L’ABP va, ainsi, main dans la main avec le paradigme ecclésial du « Peuple de Dieu » du Concile Vatican II. Dans ce modèle d’Eglise, l’égalité fondamentale des chrétiens et la coresponsabilité dans la vie et la mission de l’Eglise sont accentuées. Dans ce contexte, l’ABP place l’Eglise au seuil d’un nouveau départ pastoral qui demande un effort de créativité communautaire qui touche à la vie et au travail des communautés pastorales sur le terrain. Les différents niveaux ecclésiaux sont ici invités à collaborer dans la mise en place de cette nouvelle façon d’être Eglise dans le monde et pour le monde. Pour avancer dans la réalisation de ce paradigme ecclésial, il faudrait commencer par une série de démarches qui aident les communautés locales à devenir des communautés de la Parole. A cet effet, un plan pastoral, décliné dans tous les niveaux ecclésiaux, devrait être établi à court et à long terme, en prévoyant, par exemple:

- D’aider les communautés à développer une pratique de lecture de la Bible (cf. VD 51), en vue de discerner ce que l’Esprit dit aujourd’hui aux Eglises et de l’actualiser dans la vie. Contrairement au modèle tridentin qui pensait que la Bible ne devait pas être entre les mains des fidèles, l’ABP donne la Parole à la communauté chrétienne dans la confiance que Dieu, le Père, « a voulu révéler ses mystères aux petits et les a caché aux sages et prudents » (cf. Mt 11,25). [2] Dans ce sens, Verbum Domini rappelle que « les pauvres eux-mêmes sont des agents d’Evangélisation » (VD 107).

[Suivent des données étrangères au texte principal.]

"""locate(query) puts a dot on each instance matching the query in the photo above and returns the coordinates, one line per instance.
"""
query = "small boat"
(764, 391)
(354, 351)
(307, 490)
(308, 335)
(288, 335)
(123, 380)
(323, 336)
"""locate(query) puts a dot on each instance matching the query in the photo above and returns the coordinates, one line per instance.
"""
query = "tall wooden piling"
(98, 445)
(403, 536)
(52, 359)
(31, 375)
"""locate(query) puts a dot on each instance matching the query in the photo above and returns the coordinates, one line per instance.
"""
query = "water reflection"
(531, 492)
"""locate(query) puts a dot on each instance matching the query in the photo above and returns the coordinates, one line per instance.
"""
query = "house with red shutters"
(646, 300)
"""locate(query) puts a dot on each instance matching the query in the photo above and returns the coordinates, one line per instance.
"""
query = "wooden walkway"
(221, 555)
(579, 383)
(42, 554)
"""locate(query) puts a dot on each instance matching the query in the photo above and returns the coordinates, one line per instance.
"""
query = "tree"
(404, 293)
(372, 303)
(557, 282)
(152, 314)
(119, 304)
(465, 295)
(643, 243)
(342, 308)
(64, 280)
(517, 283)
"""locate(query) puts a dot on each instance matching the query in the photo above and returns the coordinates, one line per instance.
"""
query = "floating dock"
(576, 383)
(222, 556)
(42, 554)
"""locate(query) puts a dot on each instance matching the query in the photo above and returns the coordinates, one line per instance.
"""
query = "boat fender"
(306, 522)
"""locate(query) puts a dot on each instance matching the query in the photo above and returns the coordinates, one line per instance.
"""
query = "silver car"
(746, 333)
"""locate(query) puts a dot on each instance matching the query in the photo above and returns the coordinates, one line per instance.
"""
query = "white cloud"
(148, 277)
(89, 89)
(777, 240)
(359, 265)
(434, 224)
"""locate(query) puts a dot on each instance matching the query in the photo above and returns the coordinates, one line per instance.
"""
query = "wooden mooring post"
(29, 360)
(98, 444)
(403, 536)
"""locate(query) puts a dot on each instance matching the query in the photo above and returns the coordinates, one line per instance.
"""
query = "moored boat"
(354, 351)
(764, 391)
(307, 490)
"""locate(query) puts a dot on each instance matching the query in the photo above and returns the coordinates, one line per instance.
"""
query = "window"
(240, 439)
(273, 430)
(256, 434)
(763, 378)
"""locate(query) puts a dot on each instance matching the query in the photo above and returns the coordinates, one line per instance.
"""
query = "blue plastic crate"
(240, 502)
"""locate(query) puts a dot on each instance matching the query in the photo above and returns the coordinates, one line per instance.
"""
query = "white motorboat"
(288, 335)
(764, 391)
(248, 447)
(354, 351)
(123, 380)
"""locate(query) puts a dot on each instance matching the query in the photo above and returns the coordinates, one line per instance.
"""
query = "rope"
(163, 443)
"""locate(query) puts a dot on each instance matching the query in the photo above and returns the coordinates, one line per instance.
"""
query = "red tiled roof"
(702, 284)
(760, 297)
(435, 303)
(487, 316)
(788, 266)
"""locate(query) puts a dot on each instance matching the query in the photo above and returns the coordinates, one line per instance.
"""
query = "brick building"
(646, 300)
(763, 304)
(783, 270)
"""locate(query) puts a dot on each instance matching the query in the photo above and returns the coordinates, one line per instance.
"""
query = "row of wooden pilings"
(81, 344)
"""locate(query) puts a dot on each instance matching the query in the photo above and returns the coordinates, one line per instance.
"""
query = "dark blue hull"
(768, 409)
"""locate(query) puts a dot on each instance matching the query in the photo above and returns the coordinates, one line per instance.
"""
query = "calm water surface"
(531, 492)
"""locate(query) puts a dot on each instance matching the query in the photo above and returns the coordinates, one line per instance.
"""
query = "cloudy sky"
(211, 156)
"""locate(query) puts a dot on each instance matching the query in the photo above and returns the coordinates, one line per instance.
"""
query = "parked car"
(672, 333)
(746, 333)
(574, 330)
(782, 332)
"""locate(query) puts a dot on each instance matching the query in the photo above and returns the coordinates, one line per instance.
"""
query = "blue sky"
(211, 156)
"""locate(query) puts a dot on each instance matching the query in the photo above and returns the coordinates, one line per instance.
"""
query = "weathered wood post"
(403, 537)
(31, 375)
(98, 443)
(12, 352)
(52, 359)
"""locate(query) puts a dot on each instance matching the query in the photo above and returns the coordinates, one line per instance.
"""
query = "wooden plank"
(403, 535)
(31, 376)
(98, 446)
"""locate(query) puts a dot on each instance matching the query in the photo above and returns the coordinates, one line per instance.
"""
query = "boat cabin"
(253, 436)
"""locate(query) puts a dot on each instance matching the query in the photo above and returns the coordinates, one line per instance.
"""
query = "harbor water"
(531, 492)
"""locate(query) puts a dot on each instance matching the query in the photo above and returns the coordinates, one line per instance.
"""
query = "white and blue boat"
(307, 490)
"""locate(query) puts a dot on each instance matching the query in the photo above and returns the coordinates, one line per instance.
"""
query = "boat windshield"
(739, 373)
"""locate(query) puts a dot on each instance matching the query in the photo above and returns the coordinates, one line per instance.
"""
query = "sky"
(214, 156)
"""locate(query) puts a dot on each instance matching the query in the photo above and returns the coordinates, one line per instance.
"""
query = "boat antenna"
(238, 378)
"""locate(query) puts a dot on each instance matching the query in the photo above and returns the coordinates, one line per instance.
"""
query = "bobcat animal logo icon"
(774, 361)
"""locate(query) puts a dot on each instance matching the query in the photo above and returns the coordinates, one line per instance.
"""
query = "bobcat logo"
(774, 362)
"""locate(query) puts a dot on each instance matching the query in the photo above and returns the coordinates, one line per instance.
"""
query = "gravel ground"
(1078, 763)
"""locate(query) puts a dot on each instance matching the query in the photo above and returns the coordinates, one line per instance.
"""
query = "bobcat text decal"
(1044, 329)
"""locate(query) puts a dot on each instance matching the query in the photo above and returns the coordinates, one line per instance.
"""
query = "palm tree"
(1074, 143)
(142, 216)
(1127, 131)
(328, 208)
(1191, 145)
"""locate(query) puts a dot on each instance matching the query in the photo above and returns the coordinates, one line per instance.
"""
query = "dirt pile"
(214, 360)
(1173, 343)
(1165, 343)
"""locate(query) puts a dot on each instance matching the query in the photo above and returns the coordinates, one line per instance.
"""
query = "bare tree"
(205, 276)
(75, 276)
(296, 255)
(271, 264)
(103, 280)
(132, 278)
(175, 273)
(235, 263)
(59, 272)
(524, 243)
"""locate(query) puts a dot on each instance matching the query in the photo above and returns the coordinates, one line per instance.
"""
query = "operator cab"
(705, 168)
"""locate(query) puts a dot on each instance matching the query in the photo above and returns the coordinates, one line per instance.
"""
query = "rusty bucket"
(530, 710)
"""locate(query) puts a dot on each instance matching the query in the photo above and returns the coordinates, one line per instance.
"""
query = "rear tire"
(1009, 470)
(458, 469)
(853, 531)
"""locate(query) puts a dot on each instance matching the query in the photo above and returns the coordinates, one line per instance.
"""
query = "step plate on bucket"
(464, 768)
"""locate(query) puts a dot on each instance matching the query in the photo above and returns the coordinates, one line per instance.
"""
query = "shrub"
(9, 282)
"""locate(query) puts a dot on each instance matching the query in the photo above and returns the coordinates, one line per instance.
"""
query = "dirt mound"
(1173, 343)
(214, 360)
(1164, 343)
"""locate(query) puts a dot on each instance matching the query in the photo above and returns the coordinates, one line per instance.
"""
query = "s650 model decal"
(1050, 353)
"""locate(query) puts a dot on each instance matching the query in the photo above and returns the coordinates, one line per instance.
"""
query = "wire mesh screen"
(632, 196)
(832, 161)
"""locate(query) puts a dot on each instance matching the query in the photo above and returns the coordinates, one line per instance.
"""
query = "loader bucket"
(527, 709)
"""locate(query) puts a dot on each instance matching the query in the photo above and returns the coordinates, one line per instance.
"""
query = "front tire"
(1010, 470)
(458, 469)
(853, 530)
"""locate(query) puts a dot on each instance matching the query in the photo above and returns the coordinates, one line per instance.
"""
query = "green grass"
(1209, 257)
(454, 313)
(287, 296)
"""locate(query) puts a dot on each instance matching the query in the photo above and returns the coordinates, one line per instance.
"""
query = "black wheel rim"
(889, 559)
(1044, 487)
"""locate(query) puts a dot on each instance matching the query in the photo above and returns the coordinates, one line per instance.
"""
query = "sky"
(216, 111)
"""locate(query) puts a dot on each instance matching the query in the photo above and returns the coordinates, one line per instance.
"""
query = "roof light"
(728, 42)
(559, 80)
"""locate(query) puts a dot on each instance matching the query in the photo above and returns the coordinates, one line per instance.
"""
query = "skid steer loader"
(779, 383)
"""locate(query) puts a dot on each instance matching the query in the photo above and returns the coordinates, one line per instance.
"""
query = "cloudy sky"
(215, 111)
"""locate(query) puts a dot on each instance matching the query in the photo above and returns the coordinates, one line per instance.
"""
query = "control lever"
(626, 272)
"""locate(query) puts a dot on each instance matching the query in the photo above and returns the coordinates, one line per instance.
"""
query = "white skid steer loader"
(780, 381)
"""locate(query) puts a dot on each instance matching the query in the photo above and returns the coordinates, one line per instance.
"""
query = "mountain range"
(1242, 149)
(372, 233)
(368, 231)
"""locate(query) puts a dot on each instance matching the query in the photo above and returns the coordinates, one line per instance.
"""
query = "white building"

- De dépasser une catéchèse limitée à l’enseignement de doctrines, pour apporter au peuple de Dieu la Parole de Dieu, qui est la source de la rencontre avec Dieu lui-même (cf. VD 74). Aller vers une catéchèse qui ne se contente pas de conduire vers un sacrement, mais qui accompagne vers la rencontre avec la personne de Jésus et fait goûter la Parole de Dieu comme la source de la vie et de l’engagement de ses disciples (cf. VD 2).

- D’établir, concrètement, une série de pratiques valorisant l’écoute de la Parole dans la vie ecclésiale :
 formation d’animateurs bibliques dans les communautés pastorales,
 formation biblique des catéchistes et des chrétiens en général (cf. VD 75. 84),
 préparation de supports pour des partages bibliques dans les communautés,
 promotion des célébrations de la Parole (cf. VD 65),
 mise en exergue de la Parole de Dieu dans la liturgie eucharistique (procession avec la Bible (cf. VD 67), place appropriée pour la Bible dans l’Eglise (cf. VD 68), formation des lecteurs (cf. VD 58), homélies soignées (cf. VD 59), accès aux textes lus, etc.),
 établir de rencontres communautaires hebdomadaires pour la préparation de l’homélie,
 naissance de petites communautés de lecture de la Parole (cf. VD 73),
 promotion de la Lectio Divina au début de toute activité pastorale (cf. VD 86-87),
 etc.

Pour le Service Biblique Diocésain,
Luis MARTINEZ

[1Lors de la dernière Conférence Générale de l’épiscopat latino-américain (Aparecida, Brésil, 2007), par exemple, cette option a été clairement assumée : «Il est rendu, donc, nécessaire de proposer aux fidèles la Parole de Dieu comme cadeau du Père pour la rencontre avec Jésus-Christ vivant, chemin « de conversion authentique et de communion renouvelée et de solidarité ». Cette proposition permettra de rencontrer le Seigneur et que la Parole révélée devient source d’évangélisation… D’où, l’importance de une « pastorale biblique », comprise comme animation biblique de toute la pastorale.» (Aparecida, n.264) .

[2Cf Commission Biblique Pontificale, L’interprétation de la Bible dans l’Église, Cerf, 1994, p.114.